なぜ森保Jは大量得点を求められた最下位ベトナム戦を1-0辛勝で終わったのか?
最低限のノルマだった勝ち点3は手にした。先行されていた上位勢にも詰め寄った。それでも、試合後の日本代表を支配したのは不完全燃焼の思いだった。 カタールワールドカップ・アジア最終予選の第5節が11日にいっせいに行われ、日本は敵地ハノイのミーディンナショナルスタジアムで、開幕4連敗でグループBの最下位にあえぐベトナム代表と対戦。前半17分にMF伊東純也(28・ヘンク)が先制ゴールを決めたものの、その後は追加点を奪えない展開のまま1-0で辛勝した。 3勝2敗と白星を先行させた日本は、中国代表と引き分けたオマーン代表を抜いてグループBの3位に浮上。首位のサウジアラビア代表と引き分けた2位のオーストラリア代表に勝ち点1ポイント差に迫ったが、得失点差の争いも予想される今後を見すえて複数ゴールが求められた一戦で、依然として解消されない得点力不足を露呈した。
「最低限の課題はクリア」
試合後のベンチ前で組まれた円陣がすべてを物語っていた。森保一監督が発する言葉を聞く選手たちやコーチ陣の全員が、厳しい表情を浮かべている。まるで負けたチームと見間違えるような光景に、不完全燃焼の思いが色濃く反映されていた。 キャプテンのDF吉田麻也(33・サンプドリア)が全員の思いを代弁する。 「短い時間のなかで擦り合わせなければいけなかったのでやはりミスもあったし、もちろん上手くいかなかった部分もあった。そのなかで勝ち点3を取るのは最低限の課題だったので、それをクリアできたことでホッとしている部分はある」 吉田が言及したように、招集された28人全員で練習できたのは前日の一度だけ。オランダ発のチャーター便でハノイへ向かったヨーロッパ組の11人が、給油地ロシアで遅延トラブルに巻き込まれ、チーム合流が半日も遅れたハプニングが原因だった。
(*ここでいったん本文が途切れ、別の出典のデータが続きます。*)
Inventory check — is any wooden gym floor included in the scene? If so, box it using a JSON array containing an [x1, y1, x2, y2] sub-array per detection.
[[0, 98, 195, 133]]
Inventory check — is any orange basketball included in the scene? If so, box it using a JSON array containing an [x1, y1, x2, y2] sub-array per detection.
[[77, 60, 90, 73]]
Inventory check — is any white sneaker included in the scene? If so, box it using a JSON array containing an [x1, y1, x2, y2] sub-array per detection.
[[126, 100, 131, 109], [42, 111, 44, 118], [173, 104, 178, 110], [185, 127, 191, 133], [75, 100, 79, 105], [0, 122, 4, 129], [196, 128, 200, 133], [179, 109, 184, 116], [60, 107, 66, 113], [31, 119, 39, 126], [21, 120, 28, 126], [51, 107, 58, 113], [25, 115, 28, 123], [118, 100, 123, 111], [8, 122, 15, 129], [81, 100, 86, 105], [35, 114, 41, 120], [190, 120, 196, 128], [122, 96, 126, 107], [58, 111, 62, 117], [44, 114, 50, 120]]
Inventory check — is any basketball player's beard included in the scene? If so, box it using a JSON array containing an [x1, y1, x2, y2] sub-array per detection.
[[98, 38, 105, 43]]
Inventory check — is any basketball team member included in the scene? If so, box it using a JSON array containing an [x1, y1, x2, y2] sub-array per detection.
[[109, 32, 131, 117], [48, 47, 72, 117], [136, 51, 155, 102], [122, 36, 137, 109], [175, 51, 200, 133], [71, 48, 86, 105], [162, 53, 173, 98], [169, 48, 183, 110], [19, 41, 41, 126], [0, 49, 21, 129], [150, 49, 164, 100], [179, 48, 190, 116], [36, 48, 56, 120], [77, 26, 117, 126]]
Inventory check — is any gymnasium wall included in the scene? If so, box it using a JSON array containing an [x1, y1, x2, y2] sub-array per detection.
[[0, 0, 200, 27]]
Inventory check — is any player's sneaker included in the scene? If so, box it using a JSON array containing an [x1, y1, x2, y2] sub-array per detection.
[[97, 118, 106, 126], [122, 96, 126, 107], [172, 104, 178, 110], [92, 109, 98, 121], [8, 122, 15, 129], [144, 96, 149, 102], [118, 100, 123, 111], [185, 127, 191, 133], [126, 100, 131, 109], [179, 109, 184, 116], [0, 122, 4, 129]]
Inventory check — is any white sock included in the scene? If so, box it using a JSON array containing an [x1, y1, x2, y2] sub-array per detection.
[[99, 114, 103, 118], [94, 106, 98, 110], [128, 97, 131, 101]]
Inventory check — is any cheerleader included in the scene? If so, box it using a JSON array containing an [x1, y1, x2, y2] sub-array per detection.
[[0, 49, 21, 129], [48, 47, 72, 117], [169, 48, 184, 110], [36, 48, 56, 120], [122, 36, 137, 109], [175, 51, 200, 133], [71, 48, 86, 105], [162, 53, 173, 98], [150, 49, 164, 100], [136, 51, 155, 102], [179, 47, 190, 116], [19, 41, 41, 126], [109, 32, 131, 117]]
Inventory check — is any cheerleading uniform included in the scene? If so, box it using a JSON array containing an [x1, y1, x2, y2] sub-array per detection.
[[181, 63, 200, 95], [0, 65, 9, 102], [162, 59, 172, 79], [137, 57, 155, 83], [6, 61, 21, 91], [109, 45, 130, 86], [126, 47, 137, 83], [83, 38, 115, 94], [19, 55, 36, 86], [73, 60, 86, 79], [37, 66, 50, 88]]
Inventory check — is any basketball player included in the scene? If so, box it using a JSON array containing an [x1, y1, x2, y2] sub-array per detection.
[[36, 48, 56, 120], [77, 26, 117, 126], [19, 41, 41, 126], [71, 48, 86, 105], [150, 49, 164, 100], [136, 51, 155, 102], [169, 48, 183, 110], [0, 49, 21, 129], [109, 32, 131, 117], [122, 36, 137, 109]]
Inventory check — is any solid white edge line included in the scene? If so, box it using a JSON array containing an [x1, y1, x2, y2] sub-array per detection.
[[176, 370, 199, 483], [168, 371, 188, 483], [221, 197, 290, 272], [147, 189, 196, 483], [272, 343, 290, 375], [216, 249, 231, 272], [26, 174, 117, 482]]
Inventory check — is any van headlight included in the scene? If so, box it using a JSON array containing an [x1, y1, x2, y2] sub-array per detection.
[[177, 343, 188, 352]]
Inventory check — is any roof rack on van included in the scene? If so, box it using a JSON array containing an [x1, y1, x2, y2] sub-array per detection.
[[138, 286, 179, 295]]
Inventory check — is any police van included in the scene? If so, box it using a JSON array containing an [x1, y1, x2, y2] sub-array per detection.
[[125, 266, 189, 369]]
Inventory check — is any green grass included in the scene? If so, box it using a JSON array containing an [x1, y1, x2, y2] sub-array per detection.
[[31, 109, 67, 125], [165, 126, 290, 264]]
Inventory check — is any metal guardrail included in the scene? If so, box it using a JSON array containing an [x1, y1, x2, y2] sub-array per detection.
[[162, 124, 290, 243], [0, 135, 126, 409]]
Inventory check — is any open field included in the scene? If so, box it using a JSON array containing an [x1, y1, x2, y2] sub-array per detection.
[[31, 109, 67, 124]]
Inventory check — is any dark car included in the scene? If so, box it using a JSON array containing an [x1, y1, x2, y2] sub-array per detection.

異例の状況下で注目された先発メンバーはしかし、右足を痛めている酒井宏樹(31・浦和レッズ)に代わって山根視来(27・川崎フロンターレ)が入った右サイドバックを除いて、劇的な勝利をあげた先月のオーストラリアとの第4戦と同じだった。 システムも[4-3-3]が継続されたなかで、遅延トラブルで狭い機内に10時間近くも閉じ込められた選手が、吉田や伊東に加えてDF冨安健洋(23・アーセナル)、MF守田英正(26・サンタ・クララ)、MF南野拓実(26・リバプール)と5人を数えた。 「この間がよかった、というのがあるのかなと。練習時間が少なすぎた分、前回のいいイメージをいじらない方がいいという判断だったんじゃないかと」 森保監督の意図を察した吉田は、ロシア国内で足止めを食らった時間を含めて、実に一日以上も要した移動時間が心身に与える影響をこう説明している。 「準備の部分では、もちろんいつもよりはハードだった。でも、乗り越えなければいけなかったし、起きたことをどうこう言ってもしょうがないと思ったので」 コンディションが万全ではなく、出場させれば不慮のアクシデントを招きかねない遅延組を、森保監督はリザーブに回すことも一時的に考えた。方針を変更させたきっかけは、現地時間9日深夜にハノイ市内のホテルへ到着した吉田らの表情だった。 「全員がすごくいい顔をしていて、疲労をほとんど感じさせなかった。機内に閉じ込められた状態で上手く気持ちを切り替えて睡眠と休養を取り、試合へ向けていいコミュニケーションを取ってくれていた。フィジカル的にもメンタル的にも先週末の試合からリカバリーできていて、トレーニングを一度することで十分にプレーできると判断した」 新たな武器となった[4-3-3]を、進化させたい心情は理解できる。ただ、予期せぬハプニングに見舞われても、選手は誰でも試合に出たいと望む。ブレーキをかけるのが指導者の役割のひとつなのに、森保監督はむしろアクセルを踏んだ。 しかも、U-24日本代表を率いて金メダル獲得を公言しながら、メダルなしの4位に終わった東京五輪から指摘されてきた悪しき采配をまたもや露呈させた。 それは実績と序列を重視した先発陣の固定化であり、同様の理由で途中出場する選手もDF中山雄太(24・ズヴォレ)、MF浅野拓磨(27・ボーフム)、FW古橋亨梧(26・セルティック)、MF柴崎岳(29・レガネス)までがオーストラリア戦と同じだった。